Nematopogon swammerdamella is a moth of the family Adelidae.

==Description==
A medium-sized, brownish-yellow moth with long antennae. It is the largest of the Nematopogon species found in North Europe, and can otherwise be recognized by the fact that the forewing is rather pronounced triangular (more rounded in the other species). In addition, it begins to fly earlier in the spring than the other species in the genus. However, one often has to examine the genitalia to determine the species with certainty. The antennae are filamentous, yellowish, about two and a half times as long as the forewing in the male and about 1.8 times as long in the female. The head, forebody and forewing are ochre-yellow. The forewing is relatively wide and has a pronounced tip and hind corner, so that it becomes distinctly triangular. The wing fringes are yellowish, paler than the wing. The hind wing is grey with pale grey wing fringes. The tip may be slightly brownish.Meyrick - The moth has long, pale shining ochreous, faintly darker strigulated forewings and long antennae. The hindwings are pale grey; cilia whitish-ochreous. Head orange, face whitish. The wingspan is 17–21 mm.
  To certainly determine the species of the genus Nematopogon dissection and study of the genitalia is necessary.

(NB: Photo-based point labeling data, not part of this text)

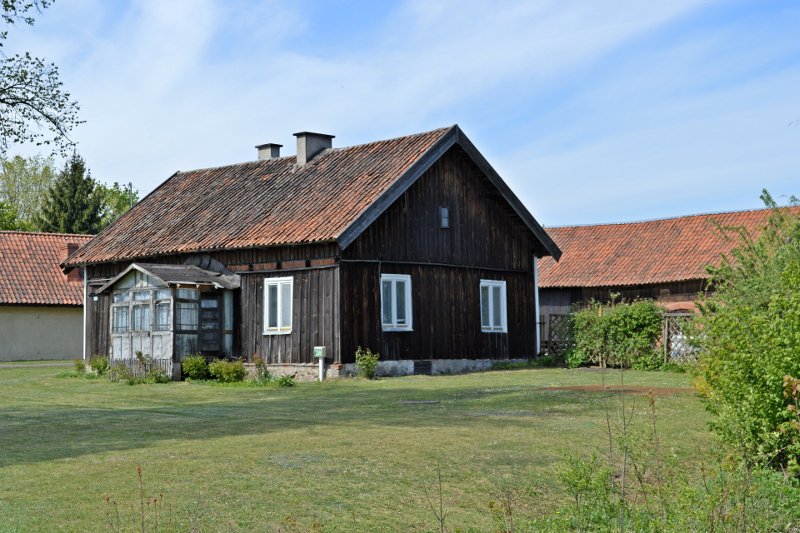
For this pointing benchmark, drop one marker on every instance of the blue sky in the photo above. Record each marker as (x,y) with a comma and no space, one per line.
(602,111)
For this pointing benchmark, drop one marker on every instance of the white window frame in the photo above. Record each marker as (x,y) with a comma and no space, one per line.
(393,326)
(491,283)
(281,329)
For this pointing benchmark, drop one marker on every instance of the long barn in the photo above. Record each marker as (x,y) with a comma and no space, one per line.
(413,247)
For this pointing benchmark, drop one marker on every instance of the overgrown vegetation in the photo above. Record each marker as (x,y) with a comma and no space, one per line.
(750,341)
(366,362)
(99,364)
(617,334)
(226,371)
(194,367)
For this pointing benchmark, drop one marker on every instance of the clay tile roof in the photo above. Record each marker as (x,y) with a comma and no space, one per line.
(259,203)
(30,269)
(640,253)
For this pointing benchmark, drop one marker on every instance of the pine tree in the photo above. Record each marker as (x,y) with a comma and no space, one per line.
(72,204)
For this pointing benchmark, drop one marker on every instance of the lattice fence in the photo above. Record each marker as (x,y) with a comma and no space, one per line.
(559,334)
(140,368)
(675,339)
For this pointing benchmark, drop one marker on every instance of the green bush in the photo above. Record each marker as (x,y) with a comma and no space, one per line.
(622,334)
(194,367)
(284,381)
(99,364)
(750,341)
(227,371)
(366,362)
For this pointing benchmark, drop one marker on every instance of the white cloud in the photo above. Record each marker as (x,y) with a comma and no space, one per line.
(569,100)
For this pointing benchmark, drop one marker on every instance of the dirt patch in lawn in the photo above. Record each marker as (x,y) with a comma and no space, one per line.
(629,389)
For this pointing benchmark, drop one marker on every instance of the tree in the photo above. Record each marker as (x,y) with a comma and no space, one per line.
(8,217)
(73,203)
(23,183)
(33,105)
(117,199)
(750,335)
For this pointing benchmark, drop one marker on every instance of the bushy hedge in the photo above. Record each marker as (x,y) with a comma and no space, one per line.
(194,367)
(622,334)
(227,371)
(750,331)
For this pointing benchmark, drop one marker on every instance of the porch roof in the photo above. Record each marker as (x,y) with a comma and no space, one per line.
(178,275)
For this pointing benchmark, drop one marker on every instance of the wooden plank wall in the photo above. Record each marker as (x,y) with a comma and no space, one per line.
(484,231)
(485,240)
(446,314)
(315,317)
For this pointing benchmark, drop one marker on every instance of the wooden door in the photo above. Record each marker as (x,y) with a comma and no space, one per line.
(210,324)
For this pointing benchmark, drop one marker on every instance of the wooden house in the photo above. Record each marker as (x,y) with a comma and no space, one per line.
(664,260)
(413,247)
(41,308)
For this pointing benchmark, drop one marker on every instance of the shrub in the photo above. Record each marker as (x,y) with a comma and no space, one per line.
(263,374)
(227,371)
(99,364)
(284,381)
(366,362)
(623,334)
(750,342)
(194,367)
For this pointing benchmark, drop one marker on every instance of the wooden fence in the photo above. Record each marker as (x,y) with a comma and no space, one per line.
(139,368)
(675,344)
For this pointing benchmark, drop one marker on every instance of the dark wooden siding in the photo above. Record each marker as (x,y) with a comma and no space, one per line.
(445,310)
(98,316)
(484,231)
(315,317)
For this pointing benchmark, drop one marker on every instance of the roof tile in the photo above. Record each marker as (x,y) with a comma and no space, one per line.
(640,253)
(30,269)
(260,203)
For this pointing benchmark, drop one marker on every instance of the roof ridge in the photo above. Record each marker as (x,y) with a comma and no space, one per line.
(694,215)
(327,150)
(20,232)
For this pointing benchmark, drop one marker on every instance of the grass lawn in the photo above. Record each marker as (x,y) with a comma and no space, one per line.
(338,456)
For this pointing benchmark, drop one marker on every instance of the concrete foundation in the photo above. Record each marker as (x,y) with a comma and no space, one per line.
(405,367)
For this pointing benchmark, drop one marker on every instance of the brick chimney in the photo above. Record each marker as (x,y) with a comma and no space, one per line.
(268,151)
(309,145)
(75,274)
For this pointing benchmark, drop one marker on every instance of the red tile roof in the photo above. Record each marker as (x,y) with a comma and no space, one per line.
(260,203)
(31,272)
(640,253)
(276,202)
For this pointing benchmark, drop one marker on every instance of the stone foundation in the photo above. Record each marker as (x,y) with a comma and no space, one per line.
(405,367)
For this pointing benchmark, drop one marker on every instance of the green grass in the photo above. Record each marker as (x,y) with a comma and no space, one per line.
(345,455)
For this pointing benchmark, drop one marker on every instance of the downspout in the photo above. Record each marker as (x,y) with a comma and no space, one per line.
(536,304)
(84,313)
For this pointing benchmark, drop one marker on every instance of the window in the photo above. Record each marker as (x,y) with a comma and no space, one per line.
(162,316)
(185,316)
(278,306)
(119,319)
(396,302)
(493,306)
(140,314)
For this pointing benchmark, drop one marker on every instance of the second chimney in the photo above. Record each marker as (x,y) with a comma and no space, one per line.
(268,151)
(310,145)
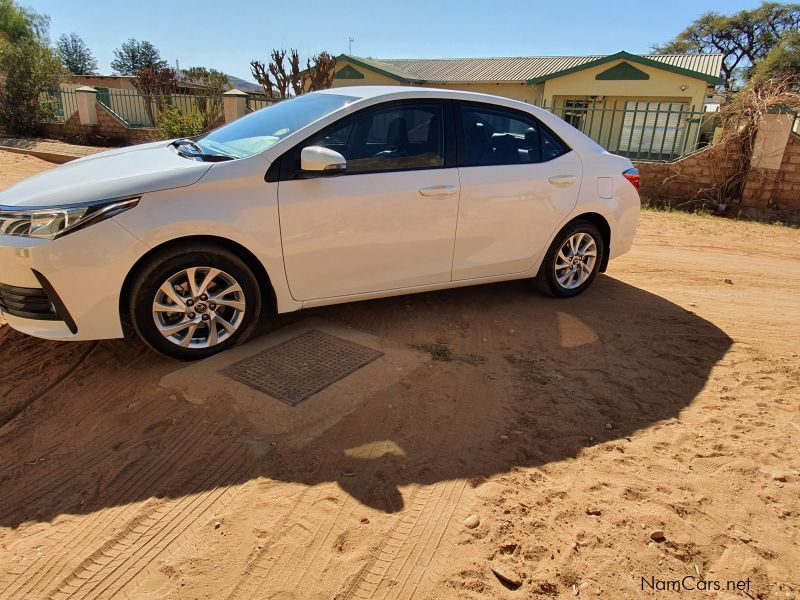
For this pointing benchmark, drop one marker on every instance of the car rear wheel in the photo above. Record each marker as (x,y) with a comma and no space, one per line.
(192,302)
(572,261)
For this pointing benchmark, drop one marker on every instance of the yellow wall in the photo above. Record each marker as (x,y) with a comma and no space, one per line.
(661,85)
(518,91)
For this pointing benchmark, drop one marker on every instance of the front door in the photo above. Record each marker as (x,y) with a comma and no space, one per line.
(388,222)
(518,182)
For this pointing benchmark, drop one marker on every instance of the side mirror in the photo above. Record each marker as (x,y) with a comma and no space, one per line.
(323,161)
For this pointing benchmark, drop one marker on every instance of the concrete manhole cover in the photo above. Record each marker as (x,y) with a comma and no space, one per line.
(301,366)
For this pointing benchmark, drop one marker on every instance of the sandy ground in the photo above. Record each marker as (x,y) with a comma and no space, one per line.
(555,441)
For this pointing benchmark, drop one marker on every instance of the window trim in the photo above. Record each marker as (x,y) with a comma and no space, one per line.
(487,107)
(280,170)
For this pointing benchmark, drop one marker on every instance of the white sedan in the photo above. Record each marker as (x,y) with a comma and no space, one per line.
(334,196)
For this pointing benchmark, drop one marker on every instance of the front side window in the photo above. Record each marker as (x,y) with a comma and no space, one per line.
(260,130)
(388,139)
(495,136)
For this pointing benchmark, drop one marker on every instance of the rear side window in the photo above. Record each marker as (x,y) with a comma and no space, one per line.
(496,136)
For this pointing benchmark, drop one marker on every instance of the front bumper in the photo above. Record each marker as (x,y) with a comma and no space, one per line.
(68,288)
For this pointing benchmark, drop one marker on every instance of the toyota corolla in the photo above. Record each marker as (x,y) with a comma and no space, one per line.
(334,196)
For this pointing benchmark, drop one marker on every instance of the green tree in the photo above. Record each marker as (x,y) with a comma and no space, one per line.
(211,85)
(133,56)
(28,67)
(76,55)
(783,61)
(744,38)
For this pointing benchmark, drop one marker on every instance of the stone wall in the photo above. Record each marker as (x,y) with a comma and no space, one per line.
(772,194)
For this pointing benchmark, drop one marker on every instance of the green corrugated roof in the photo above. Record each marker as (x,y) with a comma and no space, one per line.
(522,68)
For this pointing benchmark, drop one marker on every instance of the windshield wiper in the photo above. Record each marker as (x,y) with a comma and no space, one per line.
(188,142)
(201,154)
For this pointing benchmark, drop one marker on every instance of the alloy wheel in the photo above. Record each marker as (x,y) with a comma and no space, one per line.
(199,307)
(575,261)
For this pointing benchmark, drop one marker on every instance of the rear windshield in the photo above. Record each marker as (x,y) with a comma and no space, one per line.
(260,130)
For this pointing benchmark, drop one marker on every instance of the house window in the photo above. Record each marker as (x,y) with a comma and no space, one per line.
(653,129)
(575,112)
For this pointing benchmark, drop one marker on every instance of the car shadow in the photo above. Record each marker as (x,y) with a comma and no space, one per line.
(525,381)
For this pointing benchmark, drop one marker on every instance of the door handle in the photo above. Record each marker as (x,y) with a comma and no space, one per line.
(439,190)
(562,180)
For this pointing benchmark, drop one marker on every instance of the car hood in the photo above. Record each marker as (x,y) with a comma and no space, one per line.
(124,172)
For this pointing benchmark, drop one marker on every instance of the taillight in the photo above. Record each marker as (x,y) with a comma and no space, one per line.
(632,175)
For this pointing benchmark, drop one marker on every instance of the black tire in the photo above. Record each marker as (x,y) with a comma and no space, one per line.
(547,280)
(146,286)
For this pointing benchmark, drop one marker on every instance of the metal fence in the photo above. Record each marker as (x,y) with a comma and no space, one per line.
(59,105)
(642,130)
(140,110)
(255,103)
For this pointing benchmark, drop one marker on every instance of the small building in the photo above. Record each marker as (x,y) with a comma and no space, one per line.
(643,106)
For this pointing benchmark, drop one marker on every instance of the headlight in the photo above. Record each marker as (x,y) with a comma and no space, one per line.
(52,222)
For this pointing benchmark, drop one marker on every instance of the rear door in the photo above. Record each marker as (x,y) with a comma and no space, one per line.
(518,182)
(389,221)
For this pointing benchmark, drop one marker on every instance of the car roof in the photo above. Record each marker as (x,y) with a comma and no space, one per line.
(365,92)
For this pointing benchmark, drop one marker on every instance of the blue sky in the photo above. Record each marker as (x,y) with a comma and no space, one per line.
(201,33)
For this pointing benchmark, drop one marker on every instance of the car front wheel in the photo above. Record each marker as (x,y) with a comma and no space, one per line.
(194,301)
(572,261)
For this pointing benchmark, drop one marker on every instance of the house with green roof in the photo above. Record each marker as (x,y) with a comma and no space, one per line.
(625,101)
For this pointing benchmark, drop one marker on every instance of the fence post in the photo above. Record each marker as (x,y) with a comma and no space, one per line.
(765,163)
(771,139)
(234,104)
(87,108)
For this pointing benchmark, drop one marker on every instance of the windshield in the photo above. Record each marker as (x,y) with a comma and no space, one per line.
(264,128)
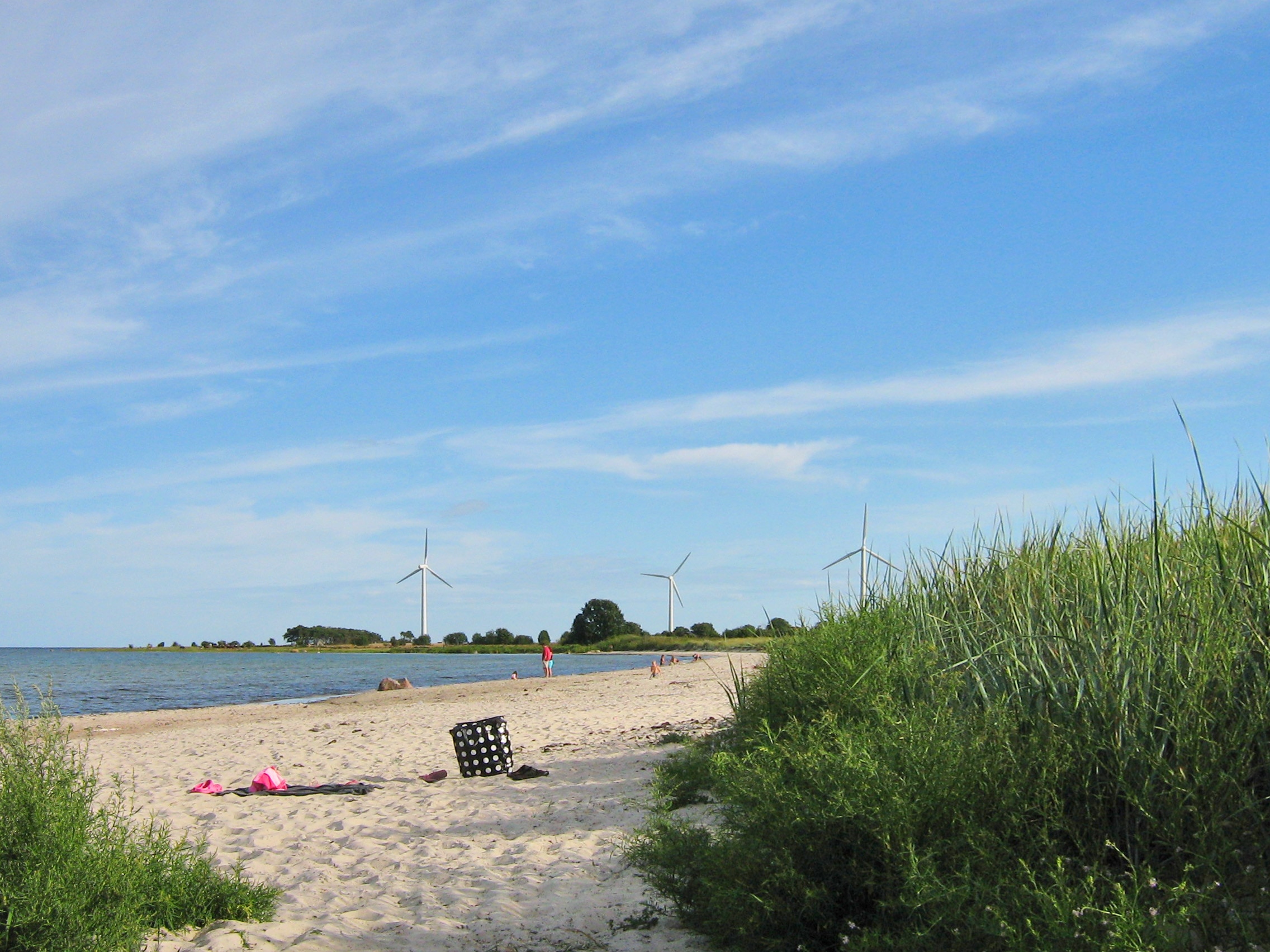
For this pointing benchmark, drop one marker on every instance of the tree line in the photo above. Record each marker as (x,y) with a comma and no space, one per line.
(600,620)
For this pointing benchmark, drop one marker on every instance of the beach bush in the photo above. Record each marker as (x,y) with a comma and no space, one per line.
(77,874)
(1052,740)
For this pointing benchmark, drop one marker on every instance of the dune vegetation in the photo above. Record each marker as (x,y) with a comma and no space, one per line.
(78,872)
(1054,739)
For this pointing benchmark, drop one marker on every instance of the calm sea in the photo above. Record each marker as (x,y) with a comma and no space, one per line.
(97,682)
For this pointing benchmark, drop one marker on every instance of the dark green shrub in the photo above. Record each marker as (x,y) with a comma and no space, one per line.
(599,620)
(75,875)
(1057,743)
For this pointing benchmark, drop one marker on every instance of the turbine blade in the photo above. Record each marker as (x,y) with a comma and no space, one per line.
(438,578)
(854,551)
(874,555)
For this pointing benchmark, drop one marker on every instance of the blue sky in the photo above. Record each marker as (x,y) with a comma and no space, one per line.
(581,287)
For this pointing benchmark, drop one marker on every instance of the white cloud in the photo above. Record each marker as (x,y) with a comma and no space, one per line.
(210,468)
(168,410)
(977,102)
(1114,357)
(1128,355)
(228,369)
(35,332)
(769,461)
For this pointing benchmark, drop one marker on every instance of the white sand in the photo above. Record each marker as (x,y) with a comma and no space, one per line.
(479,865)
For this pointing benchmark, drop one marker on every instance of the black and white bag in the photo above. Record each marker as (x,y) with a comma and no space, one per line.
(483,748)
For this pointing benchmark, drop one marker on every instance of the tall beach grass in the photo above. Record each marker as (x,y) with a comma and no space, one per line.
(1051,741)
(78,871)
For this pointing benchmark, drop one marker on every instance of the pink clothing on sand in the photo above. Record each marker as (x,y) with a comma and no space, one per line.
(268,778)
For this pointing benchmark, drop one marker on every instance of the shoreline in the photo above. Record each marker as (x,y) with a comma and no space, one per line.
(372,697)
(459,866)
(306,700)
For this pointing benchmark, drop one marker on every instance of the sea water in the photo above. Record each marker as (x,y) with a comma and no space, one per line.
(98,682)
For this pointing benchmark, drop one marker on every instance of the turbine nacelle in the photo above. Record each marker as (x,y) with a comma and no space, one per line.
(674,592)
(423,572)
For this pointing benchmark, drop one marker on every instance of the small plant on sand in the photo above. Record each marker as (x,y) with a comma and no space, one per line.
(77,874)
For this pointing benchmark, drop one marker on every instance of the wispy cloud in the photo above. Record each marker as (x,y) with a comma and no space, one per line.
(977,102)
(168,410)
(1169,349)
(769,461)
(211,468)
(228,369)
(34,334)
(1113,357)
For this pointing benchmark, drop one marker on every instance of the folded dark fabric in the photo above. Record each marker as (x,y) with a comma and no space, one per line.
(300,791)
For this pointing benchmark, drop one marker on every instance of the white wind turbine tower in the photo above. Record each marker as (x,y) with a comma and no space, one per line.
(672,593)
(864,553)
(424,570)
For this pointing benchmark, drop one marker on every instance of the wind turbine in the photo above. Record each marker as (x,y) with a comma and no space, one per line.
(864,553)
(424,570)
(672,593)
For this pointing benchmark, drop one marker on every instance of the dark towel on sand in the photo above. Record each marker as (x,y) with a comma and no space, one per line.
(300,791)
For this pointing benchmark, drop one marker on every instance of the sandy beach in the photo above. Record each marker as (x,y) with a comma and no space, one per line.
(473,865)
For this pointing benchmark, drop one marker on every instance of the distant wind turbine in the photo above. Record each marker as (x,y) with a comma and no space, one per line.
(864,553)
(424,570)
(672,593)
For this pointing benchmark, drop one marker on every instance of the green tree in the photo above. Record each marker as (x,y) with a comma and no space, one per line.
(779,627)
(599,620)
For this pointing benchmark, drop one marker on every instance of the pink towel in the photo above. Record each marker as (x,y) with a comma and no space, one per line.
(268,778)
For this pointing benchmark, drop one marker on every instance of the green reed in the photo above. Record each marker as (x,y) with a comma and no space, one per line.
(77,872)
(1056,739)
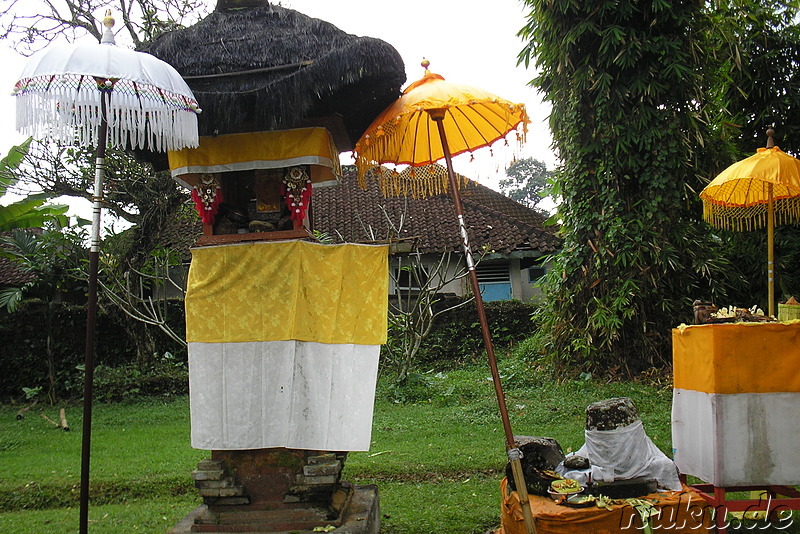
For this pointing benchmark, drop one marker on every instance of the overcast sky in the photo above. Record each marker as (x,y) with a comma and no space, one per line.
(466,41)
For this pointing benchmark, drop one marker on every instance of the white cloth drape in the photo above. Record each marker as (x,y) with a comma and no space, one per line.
(624,453)
(293,394)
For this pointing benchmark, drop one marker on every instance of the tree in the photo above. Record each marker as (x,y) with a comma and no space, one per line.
(50,257)
(527,182)
(634,127)
(31,26)
(412,311)
(133,190)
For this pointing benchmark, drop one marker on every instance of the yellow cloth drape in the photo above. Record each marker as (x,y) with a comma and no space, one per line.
(737,358)
(288,290)
(679,512)
(259,150)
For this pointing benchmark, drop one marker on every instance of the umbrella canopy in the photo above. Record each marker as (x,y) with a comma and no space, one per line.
(60,89)
(406,132)
(755,192)
(435,119)
(97,94)
(739,197)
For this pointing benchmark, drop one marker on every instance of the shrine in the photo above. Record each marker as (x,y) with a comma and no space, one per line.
(284,332)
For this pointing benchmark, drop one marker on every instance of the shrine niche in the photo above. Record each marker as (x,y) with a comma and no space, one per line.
(257,185)
(282,95)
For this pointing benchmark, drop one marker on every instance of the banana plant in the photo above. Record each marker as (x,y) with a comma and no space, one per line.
(31,211)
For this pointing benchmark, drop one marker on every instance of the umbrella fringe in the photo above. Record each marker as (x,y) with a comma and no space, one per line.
(416,182)
(745,218)
(156,122)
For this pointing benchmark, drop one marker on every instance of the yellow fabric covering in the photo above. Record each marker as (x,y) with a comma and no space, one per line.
(259,150)
(680,512)
(737,358)
(291,290)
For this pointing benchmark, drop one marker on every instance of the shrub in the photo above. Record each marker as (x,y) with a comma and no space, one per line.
(456,335)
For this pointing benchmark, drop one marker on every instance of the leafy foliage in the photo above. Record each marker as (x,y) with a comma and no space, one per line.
(628,85)
(31,211)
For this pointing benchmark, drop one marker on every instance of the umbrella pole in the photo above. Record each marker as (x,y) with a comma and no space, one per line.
(514,453)
(91,316)
(770,252)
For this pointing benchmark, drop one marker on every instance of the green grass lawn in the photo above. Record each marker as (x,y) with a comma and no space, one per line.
(437,462)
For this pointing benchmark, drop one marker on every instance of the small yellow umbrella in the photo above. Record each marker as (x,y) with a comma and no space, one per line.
(755,192)
(435,119)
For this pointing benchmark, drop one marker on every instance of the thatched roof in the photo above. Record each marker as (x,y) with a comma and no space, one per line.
(270,68)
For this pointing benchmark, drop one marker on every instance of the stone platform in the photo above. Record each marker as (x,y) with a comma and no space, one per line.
(361,515)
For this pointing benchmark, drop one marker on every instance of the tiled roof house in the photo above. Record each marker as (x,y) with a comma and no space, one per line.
(512,235)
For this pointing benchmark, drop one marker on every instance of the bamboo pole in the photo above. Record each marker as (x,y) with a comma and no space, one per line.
(514,453)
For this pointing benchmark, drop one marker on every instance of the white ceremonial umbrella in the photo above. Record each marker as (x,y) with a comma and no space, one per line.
(95,94)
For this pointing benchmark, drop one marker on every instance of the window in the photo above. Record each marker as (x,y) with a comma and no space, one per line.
(535,273)
(494,280)
(410,278)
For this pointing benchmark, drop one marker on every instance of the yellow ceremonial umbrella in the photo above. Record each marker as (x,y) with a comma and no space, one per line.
(755,192)
(435,119)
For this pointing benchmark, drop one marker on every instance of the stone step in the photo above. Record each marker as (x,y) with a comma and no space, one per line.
(232,491)
(297,516)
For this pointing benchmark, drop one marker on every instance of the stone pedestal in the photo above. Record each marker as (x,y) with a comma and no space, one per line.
(539,454)
(278,490)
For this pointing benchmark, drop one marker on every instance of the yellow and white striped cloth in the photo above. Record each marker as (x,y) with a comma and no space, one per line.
(736,403)
(284,339)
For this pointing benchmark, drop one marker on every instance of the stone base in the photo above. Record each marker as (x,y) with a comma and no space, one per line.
(361,515)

The moth flies from late April to June. The moth is only active in the late afternoon and dusk. Nematopogon schwarziellus, Nematopogon pilella, and Nematopogon metaxella are similar to this species.

==Habitat and range==
It is found throughout most of Europe, except the Balkan Peninsula, Greece, Iceland and Ukraine. It can commonly be found throughout the British Isles in woodland. The species has also been known to live in hedgerows, moorland, heathland, and other open habitats.

==Caterpillars==
The caterpillars feed on decaying plant matter and various herbaceous plants. Older caterpillars live in a bivalved case on the ground. They hibernate twice and pupate inside the case.

==Etymology==
The name honours the Dutch scientist Jan Swammerdam.